Table1_v1_Gandou Decoction Decreases Copper Levels and Alleviates Hepatic Injury in Copper-Laden Hepatolenticular Degeneration Model Rats.DOC
Objective: This study was designed to investigate the therapeutic efficacy and underlying mechanisms of Gandou Decoction (GDD) in copper-laden hepatolenticular degeneration (HLD) model rats.
Methods: In this study, high-performance liquid chromatography (HPLC) fingerprint analysis and eight representative active components were simultaneously measured for quality control of GDD. The therapeutic effect of GDD in HLD was studied by constructing a rat model of copper-laden HLD. The copper levels in the liver, serum, urine, and feces were quantified by atomic absorption spectrophotometry (AAS). Subsequently, UV-Vis spectrophotometry was used to study the coordination ability of copper ion (Cu2+) with six representative active components in GDD to explore its potential copper expulsion mechanism. Serological indexes including alanine aminotransferase (ALT), aspartate aminotransferase (AST), and alkaline phosphatase (AKP) were evaluated.
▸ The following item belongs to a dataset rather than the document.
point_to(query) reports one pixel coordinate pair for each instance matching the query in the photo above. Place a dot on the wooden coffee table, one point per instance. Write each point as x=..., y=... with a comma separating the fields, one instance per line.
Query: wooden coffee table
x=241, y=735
Hepatic indicators including superoxide dismutase (SOD), glutathione (GSH), and the total antioxidant capacity (T-AOC) were determined. Moreover, the liver tissue was stained with hematoxylin-eosin to observe the histological changes.
Results: Thirty characteristic fingerprint peaks were used to assess the similarities among 10 samples and showed the similarity was >0.98, indicating a good correlation among the common peaks. Simultaneous quantification of eight markers in GDD was then performed to determine the consistency of quality. GDD could decrease the serum and hepatic copper levels by increasing the urinary and fecal copper content in copper-laden rats. Meanwhile, the results of UV-Vis absorption studies show that six representative active ingredients in GDD can coordinate with Cu2+, indicating that complexing copper removal may be a potential mechanism for GDD to play a role in copper removal. Serum hepatic enzyme markers AST, ALT, and AKP activities and antioxidant enzyme SOD, T-AOC activities, and GSH level in hepatic tissue showed the protection of GDD against liver injury induced by excessive copper. Additionally, the hepatoprotective effect of GDD was also evidenced by the results of the liver histological evaluation.
Conclusions: This study suggested that GDD could reduce the serum and hepatic copper levels through promoting urinary and fecal copper excretion in copper-laden rats. At the same time, GDD could alleviate hepatic injury by inhibition of oxidative stress.